If so this is why we need Advent. Yet again this week we hear from the Prophet Isaiah, who is preaching to a people who believed that they had lost absolutely everything in which they had placed their trust. And he announces things that must have seemed like madness to many of those listening, imagining a world which God would not only fix, but recreate. Glad tidings to the poor, healing to the brokenhearted, freedom to the captives, release to the prisoners, justice and peace where there is none. Advent is not a season for giving up on our best efforts to right the things that are wrong in our communities. But is a time for letting go of the limits to which our best efforts and imaginations confine us. Real hope, as St. Paul tells us, exceeds what we can reasonably expect as the outcomes of our best labors and wisdom. It’s about dreaming bigger than ourselves.

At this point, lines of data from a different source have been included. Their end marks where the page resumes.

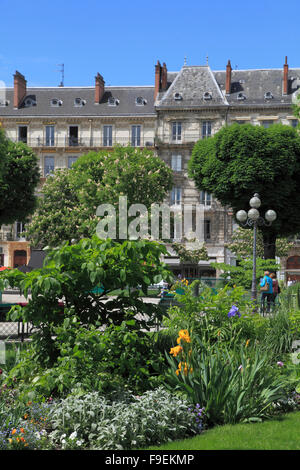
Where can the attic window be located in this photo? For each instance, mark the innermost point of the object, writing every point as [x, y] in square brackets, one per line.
[207, 95]
[241, 96]
[56, 102]
[29, 102]
[140, 101]
[177, 96]
[113, 101]
[79, 102]
[268, 95]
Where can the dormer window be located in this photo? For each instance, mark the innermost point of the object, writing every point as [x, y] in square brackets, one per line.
[207, 95]
[113, 101]
[140, 101]
[240, 96]
[29, 102]
[79, 102]
[177, 96]
[56, 102]
[268, 95]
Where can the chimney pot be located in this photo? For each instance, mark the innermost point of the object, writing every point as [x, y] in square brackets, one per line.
[164, 77]
[20, 85]
[99, 88]
[158, 76]
[285, 77]
[228, 78]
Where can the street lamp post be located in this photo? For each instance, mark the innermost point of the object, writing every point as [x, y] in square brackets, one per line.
[253, 218]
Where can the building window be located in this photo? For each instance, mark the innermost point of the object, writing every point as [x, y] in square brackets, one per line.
[107, 136]
[207, 229]
[294, 122]
[79, 102]
[135, 136]
[55, 103]
[176, 196]
[140, 101]
[267, 123]
[49, 130]
[113, 101]
[205, 198]
[176, 163]
[71, 160]
[206, 129]
[48, 166]
[22, 134]
[176, 131]
[20, 228]
[73, 136]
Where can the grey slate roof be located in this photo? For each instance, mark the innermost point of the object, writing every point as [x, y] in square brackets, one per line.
[43, 96]
[253, 84]
[193, 81]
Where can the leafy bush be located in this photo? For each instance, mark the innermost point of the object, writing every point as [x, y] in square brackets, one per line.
[72, 272]
[92, 360]
[135, 421]
[233, 385]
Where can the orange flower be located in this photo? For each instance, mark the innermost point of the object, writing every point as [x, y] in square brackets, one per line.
[184, 335]
[176, 350]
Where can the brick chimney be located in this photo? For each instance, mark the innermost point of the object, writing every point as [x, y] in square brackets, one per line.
[19, 89]
[164, 77]
[99, 88]
[158, 72]
[285, 77]
[228, 78]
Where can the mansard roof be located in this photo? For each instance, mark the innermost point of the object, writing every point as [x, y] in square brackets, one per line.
[255, 84]
[187, 88]
[196, 85]
[125, 96]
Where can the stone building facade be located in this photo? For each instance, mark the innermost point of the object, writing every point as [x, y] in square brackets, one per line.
[61, 123]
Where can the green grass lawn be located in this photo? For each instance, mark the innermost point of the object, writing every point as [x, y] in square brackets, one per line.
[282, 433]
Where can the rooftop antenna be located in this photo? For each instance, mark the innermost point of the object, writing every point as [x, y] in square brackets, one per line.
[62, 70]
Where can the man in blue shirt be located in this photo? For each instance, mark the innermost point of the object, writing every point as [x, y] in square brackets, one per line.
[266, 294]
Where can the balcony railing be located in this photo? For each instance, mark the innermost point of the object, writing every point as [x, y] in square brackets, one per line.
[71, 141]
[182, 139]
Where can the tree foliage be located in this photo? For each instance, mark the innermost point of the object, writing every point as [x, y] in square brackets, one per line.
[19, 176]
[241, 275]
[242, 244]
[67, 208]
[241, 160]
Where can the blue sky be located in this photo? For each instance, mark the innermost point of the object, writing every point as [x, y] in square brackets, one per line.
[123, 40]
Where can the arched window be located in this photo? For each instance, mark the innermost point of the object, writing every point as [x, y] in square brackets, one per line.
[293, 262]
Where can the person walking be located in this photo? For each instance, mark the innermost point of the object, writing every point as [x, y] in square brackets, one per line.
[276, 288]
[266, 288]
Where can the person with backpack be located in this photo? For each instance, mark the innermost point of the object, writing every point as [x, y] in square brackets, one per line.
[276, 288]
[266, 288]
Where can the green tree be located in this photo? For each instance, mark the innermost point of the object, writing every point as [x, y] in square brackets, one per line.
[19, 176]
[67, 208]
[239, 161]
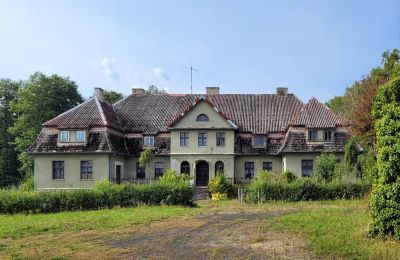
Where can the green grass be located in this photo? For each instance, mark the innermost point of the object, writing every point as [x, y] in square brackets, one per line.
[337, 229]
[21, 225]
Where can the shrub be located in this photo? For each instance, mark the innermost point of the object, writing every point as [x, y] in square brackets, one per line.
[220, 184]
[324, 167]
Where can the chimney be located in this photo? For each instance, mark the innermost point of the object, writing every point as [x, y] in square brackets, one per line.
[138, 91]
[212, 90]
[99, 93]
[281, 91]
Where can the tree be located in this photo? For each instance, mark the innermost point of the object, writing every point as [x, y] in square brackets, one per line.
[385, 199]
[112, 96]
[39, 99]
[8, 157]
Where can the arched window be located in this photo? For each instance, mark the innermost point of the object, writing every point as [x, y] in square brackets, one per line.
[202, 118]
[185, 167]
[219, 167]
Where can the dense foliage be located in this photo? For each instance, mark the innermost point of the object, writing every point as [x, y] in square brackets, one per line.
[385, 200]
[103, 195]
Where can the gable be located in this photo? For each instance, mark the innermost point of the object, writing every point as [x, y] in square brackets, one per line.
[216, 119]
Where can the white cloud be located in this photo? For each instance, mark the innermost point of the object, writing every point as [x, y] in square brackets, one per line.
[108, 67]
[160, 73]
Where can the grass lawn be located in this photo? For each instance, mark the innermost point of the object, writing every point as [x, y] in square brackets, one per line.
[336, 229]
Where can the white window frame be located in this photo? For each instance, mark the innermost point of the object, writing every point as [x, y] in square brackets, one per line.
[150, 143]
[62, 139]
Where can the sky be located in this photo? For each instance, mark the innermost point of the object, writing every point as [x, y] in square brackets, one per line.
[314, 48]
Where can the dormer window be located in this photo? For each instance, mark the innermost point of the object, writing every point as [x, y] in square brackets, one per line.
[259, 140]
[202, 118]
[149, 141]
[64, 136]
[80, 136]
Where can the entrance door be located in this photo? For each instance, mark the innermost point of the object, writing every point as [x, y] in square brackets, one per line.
[118, 174]
[202, 173]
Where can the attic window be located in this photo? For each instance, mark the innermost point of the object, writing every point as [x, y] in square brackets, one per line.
[202, 118]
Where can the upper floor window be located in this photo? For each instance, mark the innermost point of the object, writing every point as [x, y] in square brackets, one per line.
[149, 141]
[80, 136]
[202, 118]
[259, 140]
[64, 136]
[184, 139]
[220, 138]
[202, 139]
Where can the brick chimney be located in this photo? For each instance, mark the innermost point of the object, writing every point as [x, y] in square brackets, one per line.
[138, 91]
[281, 91]
[99, 93]
[212, 90]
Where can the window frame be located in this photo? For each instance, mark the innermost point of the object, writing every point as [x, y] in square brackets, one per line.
[58, 174]
[248, 171]
[220, 139]
[61, 139]
[89, 170]
[202, 139]
[184, 136]
[148, 137]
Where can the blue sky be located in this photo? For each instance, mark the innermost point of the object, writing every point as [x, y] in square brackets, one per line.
[315, 48]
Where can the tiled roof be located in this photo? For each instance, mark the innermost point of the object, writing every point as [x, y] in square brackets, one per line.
[316, 115]
[258, 114]
[90, 113]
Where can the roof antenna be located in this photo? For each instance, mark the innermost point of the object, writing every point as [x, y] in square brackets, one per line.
[191, 76]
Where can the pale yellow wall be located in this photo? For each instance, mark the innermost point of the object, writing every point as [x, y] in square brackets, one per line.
[43, 170]
[211, 147]
[258, 163]
[215, 119]
[292, 161]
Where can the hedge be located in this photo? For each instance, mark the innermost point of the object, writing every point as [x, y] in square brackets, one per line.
[306, 190]
[102, 196]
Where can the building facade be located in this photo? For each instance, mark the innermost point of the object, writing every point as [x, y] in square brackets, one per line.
[200, 135]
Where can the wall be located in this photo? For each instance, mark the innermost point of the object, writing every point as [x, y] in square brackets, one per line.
[292, 161]
[43, 170]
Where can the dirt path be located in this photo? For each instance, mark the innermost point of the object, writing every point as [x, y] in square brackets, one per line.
[218, 235]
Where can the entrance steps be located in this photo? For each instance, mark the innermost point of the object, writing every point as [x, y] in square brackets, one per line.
[200, 193]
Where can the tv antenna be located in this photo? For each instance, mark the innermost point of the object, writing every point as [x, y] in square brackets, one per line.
[191, 76]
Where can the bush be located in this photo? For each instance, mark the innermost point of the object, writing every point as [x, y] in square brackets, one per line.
[103, 195]
[220, 184]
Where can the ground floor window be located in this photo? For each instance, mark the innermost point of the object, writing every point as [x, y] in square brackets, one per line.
[267, 166]
[185, 167]
[86, 170]
[58, 170]
[307, 167]
[140, 173]
[158, 169]
[248, 170]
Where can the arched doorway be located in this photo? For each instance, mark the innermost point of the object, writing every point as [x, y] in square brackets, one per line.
[202, 173]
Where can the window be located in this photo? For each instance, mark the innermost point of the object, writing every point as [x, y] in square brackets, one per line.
[58, 170]
[267, 166]
[248, 170]
[86, 170]
[202, 118]
[259, 140]
[149, 141]
[202, 139]
[140, 172]
[220, 138]
[307, 168]
[185, 167]
[327, 135]
[80, 136]
[313, 135]
[184, 139]
[158, 169]
[64, 136]
[219, 167]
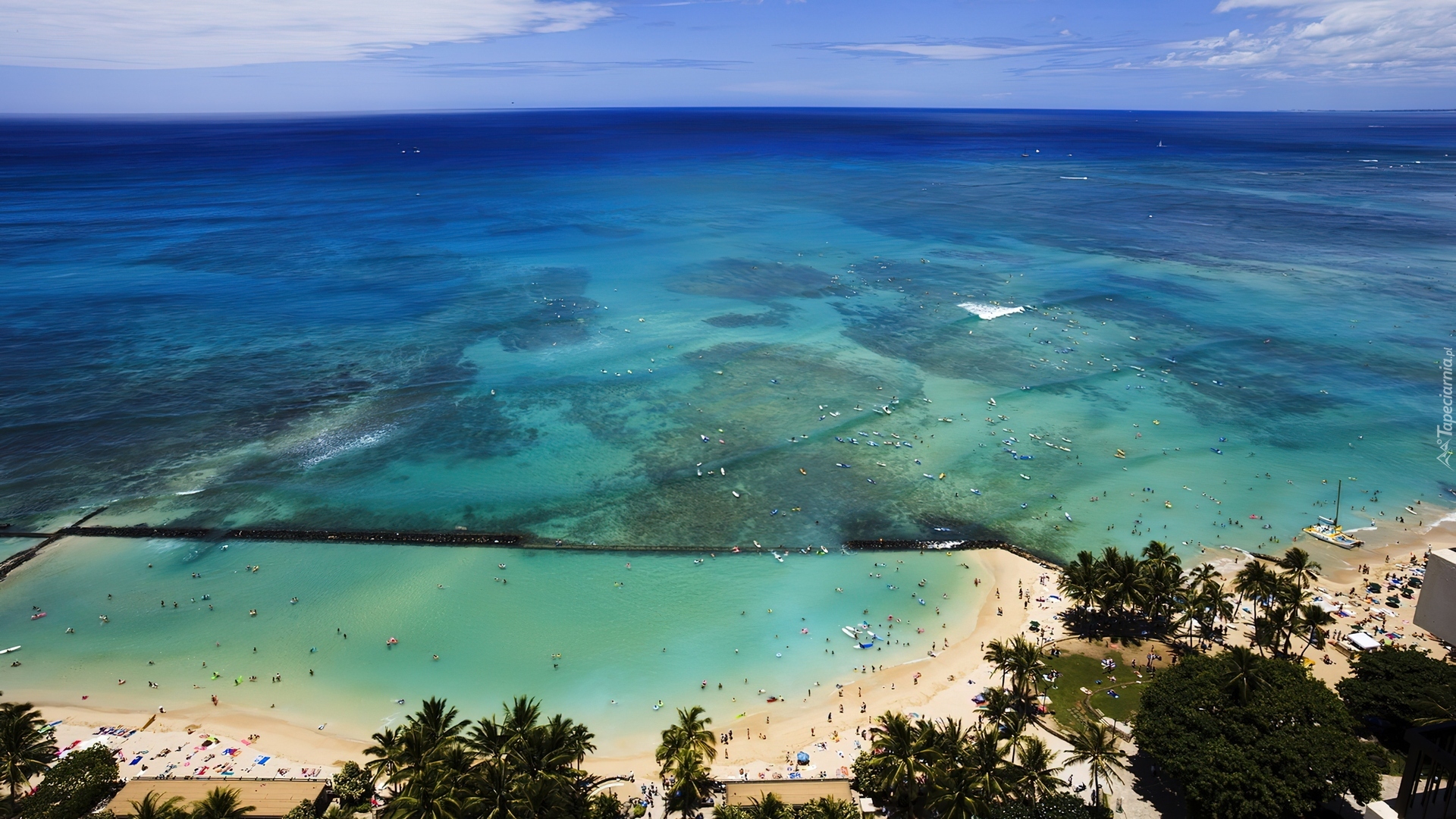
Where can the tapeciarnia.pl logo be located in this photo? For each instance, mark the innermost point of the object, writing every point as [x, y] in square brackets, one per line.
[1443, 430]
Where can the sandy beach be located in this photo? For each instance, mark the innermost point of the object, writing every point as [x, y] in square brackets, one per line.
[826, 722]
[204, 742]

Hope is about what God can do, and what we can never adequately figure out how to do, and isn’t that the best news of all?

So many questions for John the Baptist, all of them in this gospel constrained by what we think of as the limits of what humans can figure out and understand. Who? What? Why? Not bad questions, but not big enough!

John the Baptist wasn’t in the business of solving merely human problems. He was, and remains, all about challenging us to think bigger, and not to be discouraged by what seem to be the dead ends of what we think we can resolve on our own. By all means let us strive to be intelligent and industrious, but let us never confuse either of those talents with what God can do.